To address your challenge of finding a single peak and valley in a noisy signal, you can try using a smoothing technique to reduce noise before detecting peaks and valleys. Here's an approach using Python and the SciPy library:

  1. Smooth the Data: Use a moving average or a Savitzky-Golay filter to smooth the noisy signal.

  2. Find Peaks and Valleys: Use the find_peaks function from the scipy.signal module with appropriate parameters.

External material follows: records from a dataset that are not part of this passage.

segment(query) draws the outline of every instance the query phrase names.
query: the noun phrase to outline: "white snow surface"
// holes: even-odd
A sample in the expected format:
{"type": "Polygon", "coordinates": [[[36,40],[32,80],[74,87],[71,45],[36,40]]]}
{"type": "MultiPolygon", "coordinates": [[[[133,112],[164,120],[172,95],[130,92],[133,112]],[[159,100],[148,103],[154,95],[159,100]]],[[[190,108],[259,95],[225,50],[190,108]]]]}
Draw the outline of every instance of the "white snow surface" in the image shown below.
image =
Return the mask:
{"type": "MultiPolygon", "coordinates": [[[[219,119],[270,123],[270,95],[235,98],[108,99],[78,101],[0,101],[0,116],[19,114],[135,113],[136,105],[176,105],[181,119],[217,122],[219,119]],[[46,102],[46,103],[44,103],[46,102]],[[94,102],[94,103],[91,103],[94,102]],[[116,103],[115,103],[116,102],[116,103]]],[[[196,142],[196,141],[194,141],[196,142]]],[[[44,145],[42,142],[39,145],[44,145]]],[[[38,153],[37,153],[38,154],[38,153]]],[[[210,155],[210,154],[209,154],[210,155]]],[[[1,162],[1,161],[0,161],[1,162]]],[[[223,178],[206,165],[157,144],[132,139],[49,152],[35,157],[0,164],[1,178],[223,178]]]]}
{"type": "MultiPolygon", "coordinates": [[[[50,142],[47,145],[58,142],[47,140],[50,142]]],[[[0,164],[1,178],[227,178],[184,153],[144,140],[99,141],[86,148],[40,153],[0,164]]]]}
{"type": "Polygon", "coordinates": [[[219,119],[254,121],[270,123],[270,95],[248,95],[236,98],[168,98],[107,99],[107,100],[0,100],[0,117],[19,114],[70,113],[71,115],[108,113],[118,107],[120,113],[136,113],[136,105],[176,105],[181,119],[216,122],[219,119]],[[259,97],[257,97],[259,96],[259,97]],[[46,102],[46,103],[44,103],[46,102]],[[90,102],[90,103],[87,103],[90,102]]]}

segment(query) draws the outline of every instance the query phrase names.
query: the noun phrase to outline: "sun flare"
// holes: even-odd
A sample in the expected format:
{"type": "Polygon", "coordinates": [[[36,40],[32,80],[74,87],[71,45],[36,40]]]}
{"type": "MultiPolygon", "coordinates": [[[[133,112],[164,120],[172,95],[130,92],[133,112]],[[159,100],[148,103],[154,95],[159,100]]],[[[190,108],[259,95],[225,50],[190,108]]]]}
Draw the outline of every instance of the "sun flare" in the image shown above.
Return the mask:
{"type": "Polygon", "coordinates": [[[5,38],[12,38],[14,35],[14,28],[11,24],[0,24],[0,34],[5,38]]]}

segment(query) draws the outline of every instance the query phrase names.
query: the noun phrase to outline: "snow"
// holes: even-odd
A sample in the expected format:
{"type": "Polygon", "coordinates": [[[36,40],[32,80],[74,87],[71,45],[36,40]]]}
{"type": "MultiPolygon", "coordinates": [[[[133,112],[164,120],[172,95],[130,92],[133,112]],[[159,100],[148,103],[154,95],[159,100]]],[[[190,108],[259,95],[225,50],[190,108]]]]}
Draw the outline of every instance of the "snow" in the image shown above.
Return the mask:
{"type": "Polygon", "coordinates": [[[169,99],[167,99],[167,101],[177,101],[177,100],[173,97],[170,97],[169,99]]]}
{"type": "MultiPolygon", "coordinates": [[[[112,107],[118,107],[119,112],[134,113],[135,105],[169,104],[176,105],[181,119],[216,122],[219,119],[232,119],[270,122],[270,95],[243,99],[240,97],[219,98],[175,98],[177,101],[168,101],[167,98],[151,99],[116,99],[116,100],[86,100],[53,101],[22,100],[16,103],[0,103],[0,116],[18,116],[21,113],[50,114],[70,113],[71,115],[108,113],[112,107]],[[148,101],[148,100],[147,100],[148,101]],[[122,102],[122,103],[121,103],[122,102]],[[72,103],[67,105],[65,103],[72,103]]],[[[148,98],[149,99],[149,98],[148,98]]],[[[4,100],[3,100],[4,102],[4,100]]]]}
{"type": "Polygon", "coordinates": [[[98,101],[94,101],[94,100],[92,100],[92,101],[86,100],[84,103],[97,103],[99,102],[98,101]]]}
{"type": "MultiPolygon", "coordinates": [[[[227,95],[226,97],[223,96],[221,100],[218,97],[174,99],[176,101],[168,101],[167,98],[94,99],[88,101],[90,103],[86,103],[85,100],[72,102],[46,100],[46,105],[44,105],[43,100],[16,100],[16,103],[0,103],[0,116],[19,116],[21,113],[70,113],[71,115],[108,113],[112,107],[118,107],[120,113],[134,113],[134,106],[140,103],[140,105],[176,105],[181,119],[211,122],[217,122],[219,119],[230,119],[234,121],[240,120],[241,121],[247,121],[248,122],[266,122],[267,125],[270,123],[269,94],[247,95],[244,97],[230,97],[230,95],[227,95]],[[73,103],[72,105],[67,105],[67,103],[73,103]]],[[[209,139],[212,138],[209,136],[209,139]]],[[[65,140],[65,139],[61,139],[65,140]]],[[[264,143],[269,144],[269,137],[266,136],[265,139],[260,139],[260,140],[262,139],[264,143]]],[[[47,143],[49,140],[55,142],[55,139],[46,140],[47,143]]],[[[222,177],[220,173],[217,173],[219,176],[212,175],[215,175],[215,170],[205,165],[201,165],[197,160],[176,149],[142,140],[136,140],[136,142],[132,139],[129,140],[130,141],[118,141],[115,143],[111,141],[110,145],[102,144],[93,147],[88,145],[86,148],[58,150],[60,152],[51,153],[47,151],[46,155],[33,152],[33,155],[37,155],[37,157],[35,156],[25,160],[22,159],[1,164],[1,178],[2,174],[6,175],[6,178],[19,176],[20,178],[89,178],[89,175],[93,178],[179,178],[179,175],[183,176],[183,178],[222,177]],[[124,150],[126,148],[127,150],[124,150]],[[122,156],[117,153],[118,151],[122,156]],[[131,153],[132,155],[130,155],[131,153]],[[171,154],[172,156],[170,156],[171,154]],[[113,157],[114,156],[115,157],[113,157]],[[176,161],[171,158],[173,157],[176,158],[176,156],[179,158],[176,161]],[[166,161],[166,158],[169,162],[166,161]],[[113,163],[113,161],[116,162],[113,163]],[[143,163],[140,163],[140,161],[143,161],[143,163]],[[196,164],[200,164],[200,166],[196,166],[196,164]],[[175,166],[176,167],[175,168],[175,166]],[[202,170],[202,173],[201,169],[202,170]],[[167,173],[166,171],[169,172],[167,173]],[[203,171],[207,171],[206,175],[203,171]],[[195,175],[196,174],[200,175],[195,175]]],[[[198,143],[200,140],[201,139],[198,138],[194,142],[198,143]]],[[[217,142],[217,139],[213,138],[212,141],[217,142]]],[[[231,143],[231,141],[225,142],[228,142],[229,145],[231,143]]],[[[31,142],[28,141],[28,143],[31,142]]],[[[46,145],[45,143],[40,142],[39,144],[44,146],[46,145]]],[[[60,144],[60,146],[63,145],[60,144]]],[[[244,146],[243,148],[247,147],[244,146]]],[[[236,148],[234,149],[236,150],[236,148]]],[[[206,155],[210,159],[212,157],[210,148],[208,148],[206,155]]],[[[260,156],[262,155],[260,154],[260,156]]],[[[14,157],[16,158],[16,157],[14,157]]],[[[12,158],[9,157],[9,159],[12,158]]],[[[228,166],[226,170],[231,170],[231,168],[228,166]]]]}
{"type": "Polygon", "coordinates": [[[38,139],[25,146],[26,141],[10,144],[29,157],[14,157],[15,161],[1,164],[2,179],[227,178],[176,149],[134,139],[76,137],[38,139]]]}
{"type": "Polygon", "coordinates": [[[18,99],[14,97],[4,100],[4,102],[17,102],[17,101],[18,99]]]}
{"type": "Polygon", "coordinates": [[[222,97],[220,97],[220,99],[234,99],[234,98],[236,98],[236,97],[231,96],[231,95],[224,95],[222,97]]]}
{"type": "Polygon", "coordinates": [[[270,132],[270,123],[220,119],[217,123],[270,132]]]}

Here's an example of how to do this:

python
import numpy as np
import pandas as pd
import matplotlib.pyplot as plt
from scipy.signal import find_peaks, savgol_filter

# Load your data
data = pd.read_csv('path_to_your_data.csv', header=None)
x = data[0]
y = data[1]

# Smooth the data using Savitzky-Golay filter
window_size = 51  # Choose an appropriate window size
poly_order = 3  # Polynomial order
y_smooth = savgol_filter(y, window_size, poly_order)

# Find peaks
peaks, _ = find_peaks(y_smooth, distance=50)  # Adjust 'distance' as needed

# Find valleys (by finding peaks in the inverted signal)
valleys, _ = find_peaks(-y_smooth, distance=50)  # Adjust 'distance' as needed

# Plot the results
plt.figure(figsize=(10, 6))
plt.plot(x, y, label='Original Signal')
plt.plot(x, y_smooth, label='Smoothed Signal')
plt.plot(x[peaks], y_smooth[peaks], 'ro', label='Peaks')
plt.plot(x[valleys], y_smooth[valleys], 'go', label='Valleys')
plt.legend()
plt.xlabel('Time')
plt.ylabel('Signal')
plt.title('Peak and Valley Detection')
plt.show()

You can adjust the window_size, poly_order, and distance parameters to better suit your data. The window_size should be chosen based on the width of features in your signal, and distance should be set to avoid detecting multiple peaks/valleys around the same point.